Carta con motivo de la Fiesta de Santa Clara de Asís

Queridas hermanas y hermanos:
¡El Señor les dé su paz!
Cada año, al acercarse el mes de agosto me pregunto qué quiere nuestro Padre san Francisco que yo les diga a ustedes, a quienes gustaba llamar “Damas Pobres”. Él nunca se afanaba mucho por predicarles a ustedes, como bien lo saben, porque confiaba en el compromiso de ustedes para con el Evangelio y en las dotes de guía de santa Clara. Esta confianza sigue viva y yo les escribo simplemente tratando de compartir lo que tengo en mi corazón y en mi mente. También yo les escribo como hermano diligente que valora el compromiso de ustedes, que confía en la capacidad de guía creativa y confiable de santa Clara y que quiere unirse a ustedes para honrar a esta gran mujer. Quisiera empezar con la carta que el Santo Padre Francisco, nuestro Papa jesuita-franciscano, ha escrito para la apertura del Jubileo extraordinario de la Misericordia.
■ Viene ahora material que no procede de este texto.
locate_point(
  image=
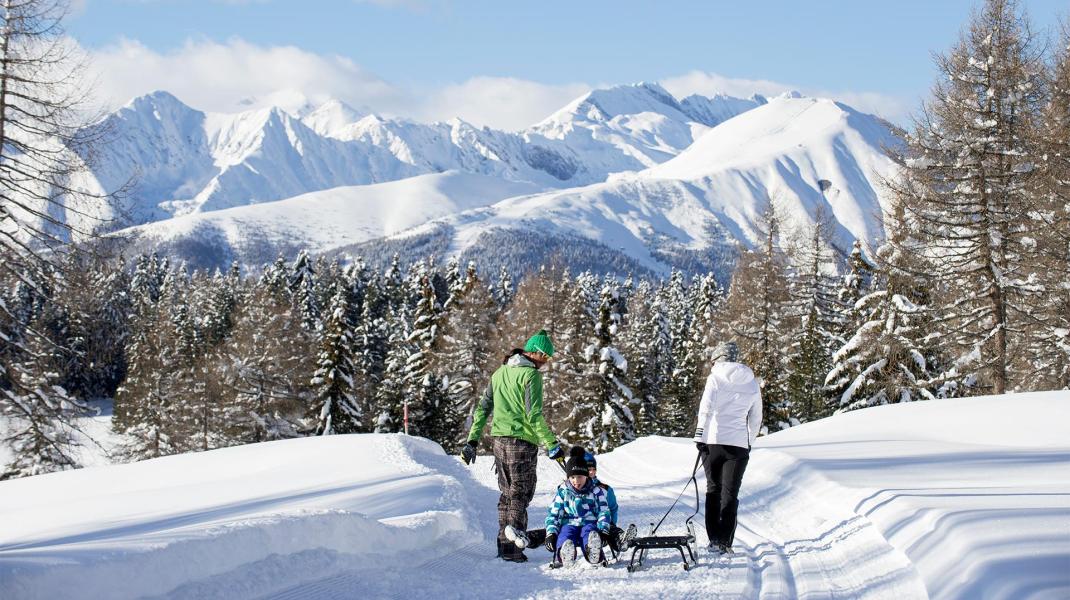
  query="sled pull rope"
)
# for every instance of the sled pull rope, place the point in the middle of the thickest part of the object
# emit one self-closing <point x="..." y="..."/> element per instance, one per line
<point x="694" y="480"/>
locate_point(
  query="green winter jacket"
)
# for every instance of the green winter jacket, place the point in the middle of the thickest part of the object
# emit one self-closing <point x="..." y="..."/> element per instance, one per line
<point x="515" y="398"/>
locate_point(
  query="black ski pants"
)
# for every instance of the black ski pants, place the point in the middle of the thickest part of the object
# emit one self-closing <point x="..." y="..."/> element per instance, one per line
<point x="723" y="466"/>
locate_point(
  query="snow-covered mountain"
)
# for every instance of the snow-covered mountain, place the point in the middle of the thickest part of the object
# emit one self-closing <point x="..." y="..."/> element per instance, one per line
<point x="946" y="498"/>
<point x="627" y="171"/>
<point x="811" y="157"/>
<point x="321" y="220"/>
<point x="184" y="160"/>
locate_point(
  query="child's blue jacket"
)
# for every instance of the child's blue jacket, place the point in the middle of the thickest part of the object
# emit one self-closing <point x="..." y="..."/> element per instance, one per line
<point x="578" y="508"/>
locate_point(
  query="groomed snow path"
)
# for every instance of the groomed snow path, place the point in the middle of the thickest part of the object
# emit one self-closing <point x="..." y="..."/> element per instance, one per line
<point x="953" y="498"/>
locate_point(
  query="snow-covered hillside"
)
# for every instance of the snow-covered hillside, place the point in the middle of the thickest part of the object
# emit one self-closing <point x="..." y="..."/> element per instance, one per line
<point x="183" y="160"/>
<point x="810" y="156"/>
<point x="691" y="206"/>
<point x="322" y="220"/>
<point x="950" y="498"/>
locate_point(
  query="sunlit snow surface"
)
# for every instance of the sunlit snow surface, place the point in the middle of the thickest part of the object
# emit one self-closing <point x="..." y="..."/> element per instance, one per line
<point x="952" y="498"/>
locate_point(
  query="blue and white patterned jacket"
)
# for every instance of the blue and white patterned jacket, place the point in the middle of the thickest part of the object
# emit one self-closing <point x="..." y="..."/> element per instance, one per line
<point x="578" y="508"/>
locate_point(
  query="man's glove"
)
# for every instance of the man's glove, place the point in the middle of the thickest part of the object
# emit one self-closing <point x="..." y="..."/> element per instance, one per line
<point x="468" y="451"/>
<point x="551" y="542"/>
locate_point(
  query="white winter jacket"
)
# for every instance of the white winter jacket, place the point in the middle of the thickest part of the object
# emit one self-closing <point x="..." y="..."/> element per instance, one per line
<point x="731" y="409"/>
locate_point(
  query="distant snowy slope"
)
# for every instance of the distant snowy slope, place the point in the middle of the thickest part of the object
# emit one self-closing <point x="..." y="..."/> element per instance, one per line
<point x="184" y="160"/>
<point x="713" y="194"/>
<point x="322" y="220"/>
<point x="631" y="127"/>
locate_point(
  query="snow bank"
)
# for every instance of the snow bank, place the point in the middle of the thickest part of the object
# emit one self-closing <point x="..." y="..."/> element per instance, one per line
<point x="950" y="498"/>
<point x="975" y="492"/>
<point x="150" y="527"/>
En esta carta nos recuerda la continua llamada a la conversión que nos hace el Padre de las Misericordias. Esta resuena para nosotros en la descripción que santa Clara nos ha dejado de su vocación según el ejemplo y las enseñanzas de nuestro Seráfico Padre san Francisco (RegCl 6,1). Ella fue tan fiel a su vocación que incluso en el lecho de muerte pudo decir a fray Reinaldo: “¡Desde cuando conocí la gracia de mi Señor Jesucristo ninguna pena me ha sido molesta, ninguna penitencia gravosa, ninguna enfermedad me ha sido dura, querido hermano!” (LegCl 44); aun hoy la fuente dinámica de nuestra vida como seguidores de Francisco y Clara es la conciencia de la gracia y de la misericordia de Dios.